Elle proposerait que Solange écrive la première, elle réécrirait ensuite, ôtant tout débordement, allant à l’essentiel, cadrant, guidant et aidant son amie qui se savait elle-même peu autonome, puis elles soumettraient les différentes versions, chapitre par chapitre, morceau par morceau à François.  

Il ne leur resterait plus, d’ici là, qu’à enquêter sur ce fameux Benoît et à lui faire clarifier ses intentions, si c’était possible. Il avait fait peur à François, mais François, avec son flair habituel, avait su le mettre en respect. Ce type n’était sûrement pas un mauvais bougre. Peut-être était-il juste maladroit.  

François avait une capacité à bien s’entendre avec tout le monde et à se faire respecter, malgré ses allures d’homme fragile qu’elle savait débusquer et remonter. C’était un homme fort qui savait ne jamais s’encombrer de ce qui pourrait l’empêcher de profiter du meilleur de la vie. Il en avait toujours fait la preuve. Ce serait vraiment étonnant que cela ne soit pas encore le cas.  

Il allait falloir élucider le cas Benoît. Qui était ce type, que voulait-il faire exactement, et pourquoi ? Il avait l’air sympa, ouvert, de bonne foi. Mais il avait quand même menacé François, même s’il s’était rétracté bien vite. 

Il y avait un petit quelque chose qui ne collait pas. 

Comment s’était-il exactement présenté à François ? S’était-il recommandé de quelqu’un ? Avait-il fait valoir son métier ? Françoise n’était plus très certaine de savoir s’il était vraiment journaliste ou pas, et dans quelle type de presse ? Presse papier, télévisée, presse de qualité ou de caniveau ? Était-il intelligent, de bonne foi, bienveillant ? Que voulait-il au juste ? Qu’est-ce qui l’intéressait ?   

De toute façon, quelles que soient les réponses à ces questions, il était trop tard. Ils avaient tous déjà bien trop travaillé sur ce récit pour abandonner. Ils s’étaient pris au jeu. Il leur fallait continuer.
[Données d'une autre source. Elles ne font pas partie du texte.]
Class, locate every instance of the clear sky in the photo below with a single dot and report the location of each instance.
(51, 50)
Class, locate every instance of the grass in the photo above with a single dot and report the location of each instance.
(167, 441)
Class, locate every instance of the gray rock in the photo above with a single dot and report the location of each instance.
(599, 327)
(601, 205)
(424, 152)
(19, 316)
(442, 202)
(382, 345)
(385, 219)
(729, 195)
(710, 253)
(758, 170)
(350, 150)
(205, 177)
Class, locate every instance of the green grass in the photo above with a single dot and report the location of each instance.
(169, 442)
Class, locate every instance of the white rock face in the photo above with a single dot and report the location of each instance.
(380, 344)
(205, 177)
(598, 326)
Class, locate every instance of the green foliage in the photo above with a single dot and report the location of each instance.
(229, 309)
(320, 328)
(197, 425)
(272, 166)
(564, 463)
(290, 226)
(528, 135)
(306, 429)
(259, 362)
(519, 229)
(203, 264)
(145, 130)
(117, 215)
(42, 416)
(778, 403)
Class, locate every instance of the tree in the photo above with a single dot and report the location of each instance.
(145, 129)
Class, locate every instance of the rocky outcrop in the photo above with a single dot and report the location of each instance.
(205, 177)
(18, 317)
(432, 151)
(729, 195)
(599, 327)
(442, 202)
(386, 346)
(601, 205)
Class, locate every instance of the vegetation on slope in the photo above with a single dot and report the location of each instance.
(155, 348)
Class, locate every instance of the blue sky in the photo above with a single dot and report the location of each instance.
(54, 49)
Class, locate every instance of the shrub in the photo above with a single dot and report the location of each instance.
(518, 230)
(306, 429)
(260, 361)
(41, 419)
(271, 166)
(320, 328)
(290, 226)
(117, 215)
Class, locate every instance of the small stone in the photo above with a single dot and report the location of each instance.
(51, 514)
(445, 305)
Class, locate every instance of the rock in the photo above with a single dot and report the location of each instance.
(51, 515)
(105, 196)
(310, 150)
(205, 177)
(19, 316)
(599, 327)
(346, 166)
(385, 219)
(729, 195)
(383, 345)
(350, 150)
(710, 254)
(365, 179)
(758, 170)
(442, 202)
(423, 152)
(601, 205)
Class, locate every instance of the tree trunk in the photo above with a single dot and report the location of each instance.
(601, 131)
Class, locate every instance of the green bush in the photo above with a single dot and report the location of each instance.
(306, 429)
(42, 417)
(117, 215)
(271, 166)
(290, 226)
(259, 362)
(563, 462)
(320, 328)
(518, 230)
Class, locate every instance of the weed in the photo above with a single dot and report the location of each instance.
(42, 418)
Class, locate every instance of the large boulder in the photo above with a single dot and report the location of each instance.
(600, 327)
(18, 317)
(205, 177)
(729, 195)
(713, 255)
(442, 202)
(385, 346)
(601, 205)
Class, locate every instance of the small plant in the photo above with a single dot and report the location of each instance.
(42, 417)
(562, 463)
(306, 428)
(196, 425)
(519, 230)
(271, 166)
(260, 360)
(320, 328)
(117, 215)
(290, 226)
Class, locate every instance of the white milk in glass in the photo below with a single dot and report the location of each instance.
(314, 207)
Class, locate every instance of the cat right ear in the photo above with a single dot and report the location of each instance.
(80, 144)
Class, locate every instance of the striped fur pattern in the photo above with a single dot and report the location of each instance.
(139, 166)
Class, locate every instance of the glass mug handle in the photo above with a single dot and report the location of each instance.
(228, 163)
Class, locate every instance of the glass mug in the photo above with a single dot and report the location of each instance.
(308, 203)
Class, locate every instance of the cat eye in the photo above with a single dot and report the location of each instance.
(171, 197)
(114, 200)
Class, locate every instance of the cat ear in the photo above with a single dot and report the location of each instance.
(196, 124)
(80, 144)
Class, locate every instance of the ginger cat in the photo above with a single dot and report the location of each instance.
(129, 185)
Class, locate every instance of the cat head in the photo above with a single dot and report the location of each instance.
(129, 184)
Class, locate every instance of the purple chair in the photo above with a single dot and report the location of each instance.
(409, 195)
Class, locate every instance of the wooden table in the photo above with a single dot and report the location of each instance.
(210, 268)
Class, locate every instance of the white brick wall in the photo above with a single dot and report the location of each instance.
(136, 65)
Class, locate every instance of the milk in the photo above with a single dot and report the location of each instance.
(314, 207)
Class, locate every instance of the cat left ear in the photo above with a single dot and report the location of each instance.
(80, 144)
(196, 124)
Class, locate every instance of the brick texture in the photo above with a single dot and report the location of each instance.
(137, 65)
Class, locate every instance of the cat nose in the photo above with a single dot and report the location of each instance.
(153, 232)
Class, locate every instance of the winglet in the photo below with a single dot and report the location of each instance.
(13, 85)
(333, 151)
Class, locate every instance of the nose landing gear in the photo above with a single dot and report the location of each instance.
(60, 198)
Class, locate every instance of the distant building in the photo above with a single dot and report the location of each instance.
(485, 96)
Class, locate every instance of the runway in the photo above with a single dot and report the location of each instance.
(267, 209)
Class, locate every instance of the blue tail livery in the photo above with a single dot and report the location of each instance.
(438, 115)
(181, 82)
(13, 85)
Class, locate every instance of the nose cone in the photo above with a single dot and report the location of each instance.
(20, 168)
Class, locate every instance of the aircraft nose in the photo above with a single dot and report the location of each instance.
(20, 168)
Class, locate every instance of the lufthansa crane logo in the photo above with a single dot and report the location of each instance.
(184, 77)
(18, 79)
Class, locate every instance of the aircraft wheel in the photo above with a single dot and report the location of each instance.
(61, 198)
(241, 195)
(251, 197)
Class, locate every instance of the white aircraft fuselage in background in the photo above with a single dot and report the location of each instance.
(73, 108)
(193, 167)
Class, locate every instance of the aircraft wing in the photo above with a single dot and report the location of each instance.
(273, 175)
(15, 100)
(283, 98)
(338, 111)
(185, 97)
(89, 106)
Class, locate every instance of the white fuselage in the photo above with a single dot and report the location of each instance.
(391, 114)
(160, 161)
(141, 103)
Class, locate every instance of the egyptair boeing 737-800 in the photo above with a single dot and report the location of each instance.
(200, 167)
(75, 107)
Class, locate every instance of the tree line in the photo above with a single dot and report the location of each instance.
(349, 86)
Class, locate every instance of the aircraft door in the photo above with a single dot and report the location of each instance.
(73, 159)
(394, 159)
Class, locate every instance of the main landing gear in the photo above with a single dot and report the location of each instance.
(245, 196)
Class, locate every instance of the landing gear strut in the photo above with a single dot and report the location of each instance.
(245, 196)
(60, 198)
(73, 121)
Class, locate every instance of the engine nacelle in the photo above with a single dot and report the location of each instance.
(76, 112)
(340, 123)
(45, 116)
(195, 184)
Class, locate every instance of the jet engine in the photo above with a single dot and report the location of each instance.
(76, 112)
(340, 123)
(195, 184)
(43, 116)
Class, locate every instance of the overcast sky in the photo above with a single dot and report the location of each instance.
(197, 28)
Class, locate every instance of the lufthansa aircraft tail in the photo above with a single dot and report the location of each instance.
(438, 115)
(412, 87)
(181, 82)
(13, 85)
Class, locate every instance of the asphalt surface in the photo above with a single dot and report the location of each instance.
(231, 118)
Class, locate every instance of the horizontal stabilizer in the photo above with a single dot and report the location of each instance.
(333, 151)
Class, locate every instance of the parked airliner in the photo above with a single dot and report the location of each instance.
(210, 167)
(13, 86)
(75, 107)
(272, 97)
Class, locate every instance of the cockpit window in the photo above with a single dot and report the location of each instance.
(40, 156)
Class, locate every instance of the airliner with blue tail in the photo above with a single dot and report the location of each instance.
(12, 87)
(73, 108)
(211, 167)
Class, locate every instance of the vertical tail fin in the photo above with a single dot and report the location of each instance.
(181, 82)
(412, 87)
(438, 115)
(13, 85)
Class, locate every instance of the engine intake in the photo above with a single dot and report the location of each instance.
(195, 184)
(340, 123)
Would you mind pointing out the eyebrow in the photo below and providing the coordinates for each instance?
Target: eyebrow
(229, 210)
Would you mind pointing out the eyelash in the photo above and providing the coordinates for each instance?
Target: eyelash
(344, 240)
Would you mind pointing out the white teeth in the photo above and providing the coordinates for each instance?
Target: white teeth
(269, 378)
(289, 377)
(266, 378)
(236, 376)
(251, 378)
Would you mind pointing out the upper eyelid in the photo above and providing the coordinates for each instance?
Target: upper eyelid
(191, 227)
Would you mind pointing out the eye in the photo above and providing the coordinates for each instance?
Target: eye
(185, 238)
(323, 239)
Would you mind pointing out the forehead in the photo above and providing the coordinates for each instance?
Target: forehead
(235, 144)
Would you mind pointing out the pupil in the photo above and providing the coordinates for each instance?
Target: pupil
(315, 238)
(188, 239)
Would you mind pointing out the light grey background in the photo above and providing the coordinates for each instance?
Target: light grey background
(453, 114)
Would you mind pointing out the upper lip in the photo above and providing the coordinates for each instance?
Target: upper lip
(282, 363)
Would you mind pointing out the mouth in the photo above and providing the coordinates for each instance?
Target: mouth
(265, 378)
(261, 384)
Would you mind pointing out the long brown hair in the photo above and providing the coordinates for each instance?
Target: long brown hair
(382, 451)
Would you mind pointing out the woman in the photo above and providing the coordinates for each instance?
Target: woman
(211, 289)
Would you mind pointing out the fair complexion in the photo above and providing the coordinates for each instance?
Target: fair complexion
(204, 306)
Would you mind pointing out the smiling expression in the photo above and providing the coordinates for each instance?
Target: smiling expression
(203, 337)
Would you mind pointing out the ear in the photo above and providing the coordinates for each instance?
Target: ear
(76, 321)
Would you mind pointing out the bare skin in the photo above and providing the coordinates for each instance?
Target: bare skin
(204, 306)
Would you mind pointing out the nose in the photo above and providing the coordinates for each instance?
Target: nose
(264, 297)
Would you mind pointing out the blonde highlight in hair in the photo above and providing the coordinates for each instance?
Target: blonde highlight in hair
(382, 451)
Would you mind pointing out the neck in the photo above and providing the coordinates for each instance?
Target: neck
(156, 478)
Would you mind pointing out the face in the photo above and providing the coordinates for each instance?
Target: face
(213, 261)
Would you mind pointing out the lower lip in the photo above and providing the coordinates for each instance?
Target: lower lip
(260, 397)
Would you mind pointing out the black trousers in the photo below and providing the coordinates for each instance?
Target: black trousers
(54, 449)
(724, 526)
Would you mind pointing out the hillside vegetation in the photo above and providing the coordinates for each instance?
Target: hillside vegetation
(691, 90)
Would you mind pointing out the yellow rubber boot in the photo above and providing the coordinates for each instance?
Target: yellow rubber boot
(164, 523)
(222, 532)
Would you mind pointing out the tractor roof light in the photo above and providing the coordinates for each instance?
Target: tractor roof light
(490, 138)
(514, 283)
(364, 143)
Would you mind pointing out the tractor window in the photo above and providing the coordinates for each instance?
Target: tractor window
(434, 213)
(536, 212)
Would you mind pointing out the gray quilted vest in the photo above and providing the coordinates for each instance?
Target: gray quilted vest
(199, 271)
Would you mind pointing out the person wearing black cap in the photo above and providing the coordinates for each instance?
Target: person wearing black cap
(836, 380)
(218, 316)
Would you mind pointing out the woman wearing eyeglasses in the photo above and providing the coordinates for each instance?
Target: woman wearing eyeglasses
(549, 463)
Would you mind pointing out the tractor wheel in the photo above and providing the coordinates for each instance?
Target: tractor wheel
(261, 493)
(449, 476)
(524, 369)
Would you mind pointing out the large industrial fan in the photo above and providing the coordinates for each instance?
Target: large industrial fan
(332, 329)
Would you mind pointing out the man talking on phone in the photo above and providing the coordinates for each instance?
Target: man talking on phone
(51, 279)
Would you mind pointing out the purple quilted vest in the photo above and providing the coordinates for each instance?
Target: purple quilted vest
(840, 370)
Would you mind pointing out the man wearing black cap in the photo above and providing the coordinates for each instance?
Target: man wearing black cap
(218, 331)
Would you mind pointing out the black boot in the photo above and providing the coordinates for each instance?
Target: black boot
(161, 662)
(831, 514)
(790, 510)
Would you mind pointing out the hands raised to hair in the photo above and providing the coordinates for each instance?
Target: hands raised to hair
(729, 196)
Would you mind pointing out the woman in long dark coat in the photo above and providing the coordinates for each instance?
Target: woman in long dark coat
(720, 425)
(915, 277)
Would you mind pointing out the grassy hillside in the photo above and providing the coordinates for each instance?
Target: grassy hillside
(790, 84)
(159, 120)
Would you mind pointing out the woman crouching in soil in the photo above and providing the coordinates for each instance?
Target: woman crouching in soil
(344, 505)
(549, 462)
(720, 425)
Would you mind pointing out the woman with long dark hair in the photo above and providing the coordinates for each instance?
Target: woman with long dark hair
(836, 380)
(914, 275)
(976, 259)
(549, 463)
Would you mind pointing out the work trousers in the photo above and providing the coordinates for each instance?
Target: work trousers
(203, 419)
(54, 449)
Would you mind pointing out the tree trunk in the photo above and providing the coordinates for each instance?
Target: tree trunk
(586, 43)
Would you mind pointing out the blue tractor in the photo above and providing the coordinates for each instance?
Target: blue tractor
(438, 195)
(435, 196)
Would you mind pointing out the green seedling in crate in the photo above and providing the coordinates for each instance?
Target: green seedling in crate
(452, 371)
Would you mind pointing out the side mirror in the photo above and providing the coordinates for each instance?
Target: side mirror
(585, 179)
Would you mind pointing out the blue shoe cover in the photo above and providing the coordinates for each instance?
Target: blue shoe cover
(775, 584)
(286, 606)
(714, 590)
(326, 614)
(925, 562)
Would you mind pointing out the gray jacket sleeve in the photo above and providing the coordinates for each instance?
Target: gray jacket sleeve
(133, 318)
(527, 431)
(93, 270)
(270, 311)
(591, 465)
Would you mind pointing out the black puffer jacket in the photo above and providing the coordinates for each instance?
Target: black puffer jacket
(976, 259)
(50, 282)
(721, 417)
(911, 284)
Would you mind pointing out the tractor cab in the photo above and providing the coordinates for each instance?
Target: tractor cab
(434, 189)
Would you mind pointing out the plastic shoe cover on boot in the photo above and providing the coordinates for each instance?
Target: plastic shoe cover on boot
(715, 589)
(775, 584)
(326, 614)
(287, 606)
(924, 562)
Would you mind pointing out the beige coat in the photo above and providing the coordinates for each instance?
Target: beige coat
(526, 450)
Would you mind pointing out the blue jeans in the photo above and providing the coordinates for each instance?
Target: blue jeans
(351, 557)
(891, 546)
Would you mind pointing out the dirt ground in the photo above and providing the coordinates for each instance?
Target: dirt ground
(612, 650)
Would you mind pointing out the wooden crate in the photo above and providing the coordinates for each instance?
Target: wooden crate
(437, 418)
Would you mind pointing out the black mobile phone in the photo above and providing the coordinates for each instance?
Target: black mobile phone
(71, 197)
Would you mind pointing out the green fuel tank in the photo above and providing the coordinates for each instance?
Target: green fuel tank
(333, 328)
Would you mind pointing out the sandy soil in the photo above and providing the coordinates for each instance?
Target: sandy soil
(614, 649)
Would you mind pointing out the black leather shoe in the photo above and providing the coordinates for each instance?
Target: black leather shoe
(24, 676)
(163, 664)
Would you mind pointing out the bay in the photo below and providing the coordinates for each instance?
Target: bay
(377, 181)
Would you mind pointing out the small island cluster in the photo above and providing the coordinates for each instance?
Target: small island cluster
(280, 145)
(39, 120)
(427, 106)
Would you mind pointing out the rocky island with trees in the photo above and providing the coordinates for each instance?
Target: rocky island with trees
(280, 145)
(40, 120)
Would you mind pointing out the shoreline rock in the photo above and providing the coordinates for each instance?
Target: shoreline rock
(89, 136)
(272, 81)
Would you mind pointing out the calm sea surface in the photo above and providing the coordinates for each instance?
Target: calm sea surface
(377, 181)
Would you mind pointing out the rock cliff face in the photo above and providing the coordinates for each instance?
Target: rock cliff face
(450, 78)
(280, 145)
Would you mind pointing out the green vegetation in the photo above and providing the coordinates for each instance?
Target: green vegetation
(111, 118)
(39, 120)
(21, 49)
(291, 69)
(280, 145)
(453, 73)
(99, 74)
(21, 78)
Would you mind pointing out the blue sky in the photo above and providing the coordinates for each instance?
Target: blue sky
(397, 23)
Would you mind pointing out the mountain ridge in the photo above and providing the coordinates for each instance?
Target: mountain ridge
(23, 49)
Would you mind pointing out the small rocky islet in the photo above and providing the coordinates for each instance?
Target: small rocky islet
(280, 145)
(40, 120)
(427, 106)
Avec ou sans impératif de protéger Laurence, d’elle-même ou de se fréquentations, et d’ailleurs, peut-on protéger quelqu’un qui se met tout le temps en danger ?  

Françoise et François savaient bien que non. Ils tentaient de vivre au mieux, en fonction de… Ils savaient ce qu’ils pouvaient faire et ne pas faire, ce qu’il était inutile de tenter pour ne pas s’y user. Ils avaient fini par s’y habituer. Ils profitaient de ses hauts et se protégeaient - et la protégeait - de ses bas, au mieux de ce qu’ils pouvaient. Mais ils savaient que leur marge de manœuvre était étroite, même si l’expression de « manœuvre » était on ne peut plus maladroite et inadaptée. Ils avaient eu la présence d’esprit de ne jamais se laisser impressionner, malgré les circonstances et les remous que cela avait causé dans leurs vies, à tous les deux.